A puzzling aspect of the oath is the promise to "tithe" from the spoils taken from the Thebans, who had joined the Persian cause (i.e., "Medized"). Since the Spartans and Athenians failed to capture Thebes after Plataea, the expected spoils never materialized. While other versions (in works of Athenian orators) mention the tithing of all Greek cities that had Medized, the inscribed text calls out Thebes in particular. This specificity may have resonated strongly after 335 BC, when Alexander the Great had indeed razed Thebes and sold its inhabitants into slavery, an event that shocked contemporaries and required justification. Thebes' Medism nearly 150 years earlier became an obvious, if cynical, talking point. I myself think the inscribed Oath may have been an act of ideological collaboration by Athenians sympathetic to Alexander's Persian adventure.

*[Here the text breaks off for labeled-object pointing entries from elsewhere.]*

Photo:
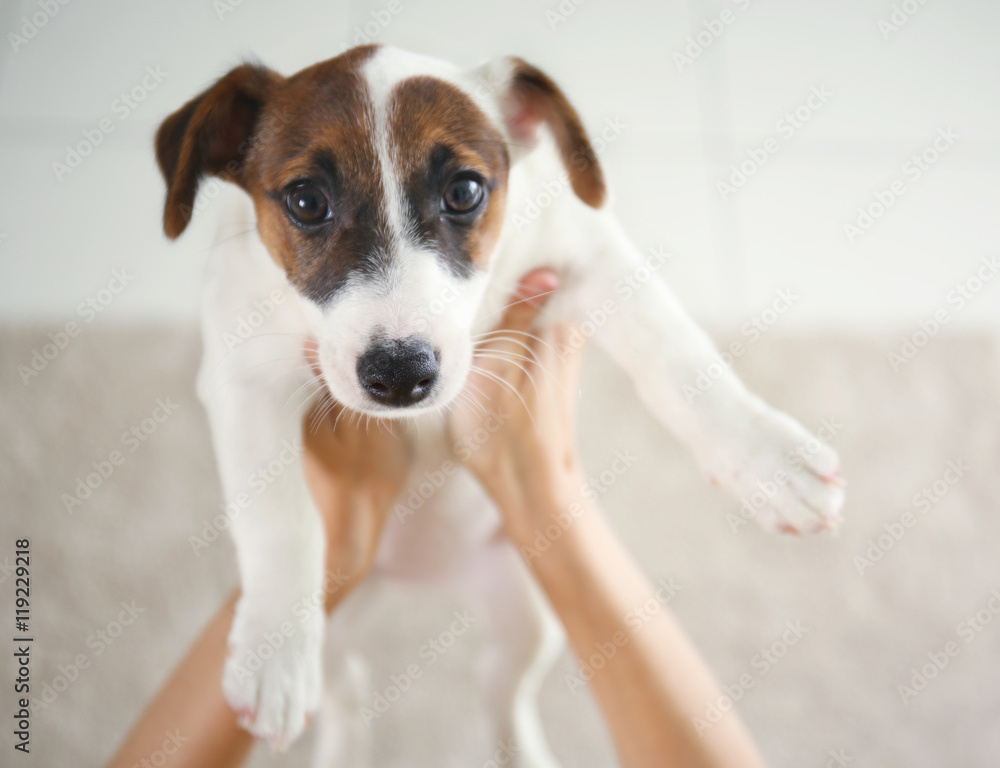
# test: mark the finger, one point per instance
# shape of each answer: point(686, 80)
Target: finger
point(311, 351)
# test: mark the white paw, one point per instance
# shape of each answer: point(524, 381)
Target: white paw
point(273, 675)
point(783, 477)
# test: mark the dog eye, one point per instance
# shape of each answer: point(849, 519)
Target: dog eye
point(307, 204)
point(462, 196)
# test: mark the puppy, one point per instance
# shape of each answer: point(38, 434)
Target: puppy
point(389, 194)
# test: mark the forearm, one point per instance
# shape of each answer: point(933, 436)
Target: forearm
point(191, 706)
point(656, 683)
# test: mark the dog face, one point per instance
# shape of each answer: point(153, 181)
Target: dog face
point(379, 180)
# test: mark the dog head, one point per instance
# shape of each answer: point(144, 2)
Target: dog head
point(379, 180)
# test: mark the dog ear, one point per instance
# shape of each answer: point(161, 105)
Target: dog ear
point(210, 135)
point(532, 98)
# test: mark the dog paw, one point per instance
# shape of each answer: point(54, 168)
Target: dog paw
point(783, 477)
point(273, 676)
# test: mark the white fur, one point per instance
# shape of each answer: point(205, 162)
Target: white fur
point(257, 392)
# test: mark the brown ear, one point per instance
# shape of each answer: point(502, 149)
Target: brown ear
point(533, 98)
point(209, 136)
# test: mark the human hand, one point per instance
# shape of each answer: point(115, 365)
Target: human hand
point(523, 391)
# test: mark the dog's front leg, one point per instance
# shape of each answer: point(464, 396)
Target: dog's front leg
point(272, 676)
point(783, 475)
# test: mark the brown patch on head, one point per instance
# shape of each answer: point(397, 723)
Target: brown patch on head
point(327, 143)
point(316, 132)
point(439, 136)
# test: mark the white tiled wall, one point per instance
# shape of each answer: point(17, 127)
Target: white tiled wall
point(889, 94)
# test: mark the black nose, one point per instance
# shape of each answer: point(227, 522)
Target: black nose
point(398, 373)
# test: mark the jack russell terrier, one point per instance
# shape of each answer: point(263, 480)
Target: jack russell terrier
point(386, 189)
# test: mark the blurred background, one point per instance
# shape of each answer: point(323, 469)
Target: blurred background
point(844, 154)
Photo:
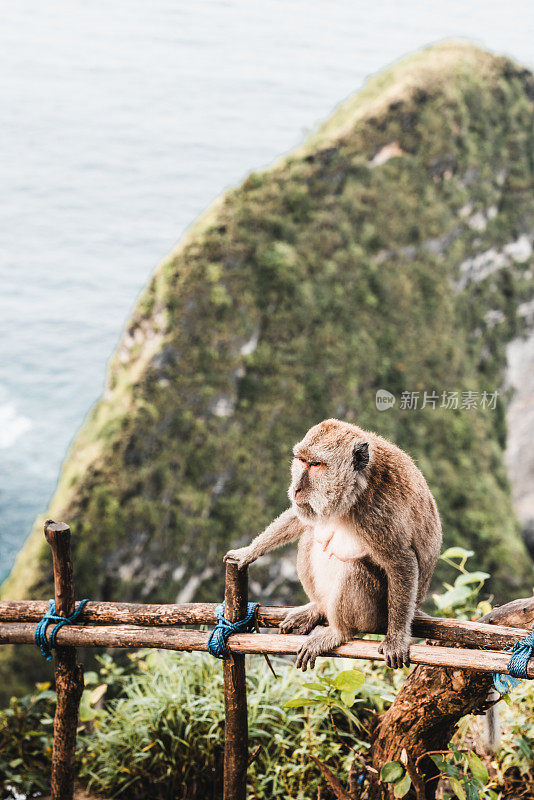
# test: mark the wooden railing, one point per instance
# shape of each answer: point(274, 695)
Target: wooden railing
point(133, 625)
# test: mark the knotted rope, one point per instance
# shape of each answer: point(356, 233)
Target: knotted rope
point(521, 651)
point(46, 645)
point(224, 629)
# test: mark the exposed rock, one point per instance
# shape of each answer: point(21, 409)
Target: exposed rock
point(296, 297)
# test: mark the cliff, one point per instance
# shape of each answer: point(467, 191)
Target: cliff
point(393, 250)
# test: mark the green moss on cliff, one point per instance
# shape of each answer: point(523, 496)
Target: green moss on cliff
point(299, 294)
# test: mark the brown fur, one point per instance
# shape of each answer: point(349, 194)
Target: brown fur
point(378, 505)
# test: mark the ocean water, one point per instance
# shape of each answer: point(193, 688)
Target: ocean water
point(121, 122)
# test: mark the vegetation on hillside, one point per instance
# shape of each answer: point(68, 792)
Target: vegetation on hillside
point(347, 267)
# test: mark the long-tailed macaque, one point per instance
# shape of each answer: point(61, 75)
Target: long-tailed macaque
point(369, 537)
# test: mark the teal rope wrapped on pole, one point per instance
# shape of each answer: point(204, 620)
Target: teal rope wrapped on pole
point(47, 645)
point(224, 629)
point(521, 651)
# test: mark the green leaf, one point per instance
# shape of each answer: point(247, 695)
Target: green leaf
point(97, 693)
point(439, 761)
point(348, 698)
point(391, 771)
point(300, 702)
point(478, 768)
point(471, 577)
point(458, 788)
point(403, 786)
point(457, 552)
point(349, 680)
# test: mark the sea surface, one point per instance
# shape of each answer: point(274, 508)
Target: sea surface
point(121, 122)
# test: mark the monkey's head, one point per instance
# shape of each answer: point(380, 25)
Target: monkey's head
point(329, 469)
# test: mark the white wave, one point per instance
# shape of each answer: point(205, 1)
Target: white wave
point(12, 425)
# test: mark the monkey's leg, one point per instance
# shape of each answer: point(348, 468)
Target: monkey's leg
point(285, 528)
point(320, 641)
point(302, 620)
point(403, 573)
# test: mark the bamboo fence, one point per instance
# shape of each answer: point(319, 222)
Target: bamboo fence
point(135, 625)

Despite the helmet and sword depicted on its dust cover, this volume will disappoint its publisher's likely target audience of military history aficionados. The account of the particulars of the battle (comprising just twelve of the book's 167 pages of main text) is competent, but uninspired, more a gloss than a detailed narrative. Questions of topography and the tactics of both sides are touched on only glancingly. Though he derides other historians' neglect of the battle, Cartledge shows little interest in it. Granted, it is notoriously difficult to reconstruct the battle from Herodotus's narrative, our principal source, but some recreation of the events on the ground—who fought where, when, and how well—must be the starting point for understanding both the event and any commemorations of it.

Specialists, too, will find After Thermopylae dissatisfying. It calls to mind an undergraduate lecture, with a remedial reading on the importance of oaths in Greek religion. In short, the book will medicate military buffs with the quinine of religion, memory studies, and epigraphy, with but a small pinch of sugar about the battle itself.

[1] His previous works include Sparta and Lakonia: A Regional History 1300–362 BC, 2nd ed. (NY: Routledge, 2002), Spartan Reflections, rev. ed. (Berkeley: U Cal Pr., 2003), The Spartans (NY: Overlook Pr, 2003), and Thermopylae: The Battle That Changed the World (NY: Overlook Pr, 2006), among many others.

[2] In 2005, he was made an honorary citizen of Sparta.

[3] "The Oath of Marathon, Not Plataia?" Hesperia 76 (2007) 731–42.